The Welfare Working Group canvassed views at a Forum in June and released a paper in August setting out the issues for feedback. It is now setting out options for addressing those issues and asking for public discussion and feedback. The Welfare Working Group does not have any preferred options and will consider feedback and submissions on the options before making its recommendations in a report to the Government in February 2011.
Welfare Working Group
The Welfare Working Group is made up of a mix of business and community leaders, academics and employers. The members are:
• Ms Paula Rebstock (Chair)
• Professor Des Gorman
• Professor Kathryn McPherson
• Associate Professor Ann Dupuis
• Ms Catherine Isaac
• Ms Sharon WilsonDavis
• Mr Adrian Roberts
• Ms Enid Ratahi Pryor.
You can find out more about the members of the Working Group on the Welfare Working Group website http://ips.ac.nz/WelfareWorkingGroup/WelfareIndex.html.
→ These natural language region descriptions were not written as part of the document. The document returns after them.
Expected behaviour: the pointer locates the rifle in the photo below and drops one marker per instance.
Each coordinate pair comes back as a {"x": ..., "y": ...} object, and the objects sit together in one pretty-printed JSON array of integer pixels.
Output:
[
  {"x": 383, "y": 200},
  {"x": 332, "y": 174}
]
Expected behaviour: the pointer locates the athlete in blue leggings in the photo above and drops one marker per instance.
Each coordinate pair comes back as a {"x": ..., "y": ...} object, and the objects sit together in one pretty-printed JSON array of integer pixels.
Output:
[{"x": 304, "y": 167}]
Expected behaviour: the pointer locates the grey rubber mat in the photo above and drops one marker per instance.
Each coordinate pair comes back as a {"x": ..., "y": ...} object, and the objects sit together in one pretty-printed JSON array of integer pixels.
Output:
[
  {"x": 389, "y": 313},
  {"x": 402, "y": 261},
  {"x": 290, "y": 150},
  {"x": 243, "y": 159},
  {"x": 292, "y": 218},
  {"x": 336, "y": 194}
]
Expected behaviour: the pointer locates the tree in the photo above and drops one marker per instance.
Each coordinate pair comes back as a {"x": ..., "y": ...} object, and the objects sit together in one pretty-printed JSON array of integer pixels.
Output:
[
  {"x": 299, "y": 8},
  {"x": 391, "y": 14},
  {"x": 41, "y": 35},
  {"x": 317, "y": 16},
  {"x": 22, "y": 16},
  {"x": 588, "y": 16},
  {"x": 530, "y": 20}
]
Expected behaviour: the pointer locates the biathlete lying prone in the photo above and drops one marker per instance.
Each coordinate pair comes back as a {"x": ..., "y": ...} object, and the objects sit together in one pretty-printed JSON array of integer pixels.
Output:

Victoria University's Institute of Policy Studies is hosting the Group in Wellington.
1. There are 356,000 working age (18-64 years) adults on a benefit in New Zealand (as at 30 April 2010). This represents one in eight people of working age.
2. Of those on a benefit as at the end of April 2010, nearly 80 percent do not have a work expectation attached to the receipt of their benefit.
3. Just over 170,000 beneficiaries had spent five or more out of the last 10 years on a benefit (not necessarily a continuous spell).
4. Over 27 percent of working-age Maori were on a benefit at the time of the last census (2006) compared to just over 12 percent of the total population.
5. About one in five children (around 222,000 dependent children aged under 18) were living in benefit-reliant households (as at 30 June 2009).
6. About 50 percent (one in two) of sole mothers and 68 percent (two in three) of partnered mothers with dependent children are in paid work.
7. The proportion of the working-age population receiving a Sickness or Invalid’s Benefit has risen steadily from about 1 percent in the 1970’s to 5 percent in 2008.
8. If current trends in benefit receipt continue 16% of the working age population could be on a benefit by 2050.
9. About half of the people who entered the benefit system before their 18th birthday spent five or more of the next 10 years on a benefit, based on a cohort who entered in 1999.
10. Between 2004 and 2007, when 10 percent of the working age population were on benefit, 15 percent of employers found it difficult to fill labouring, production and transport vacancies.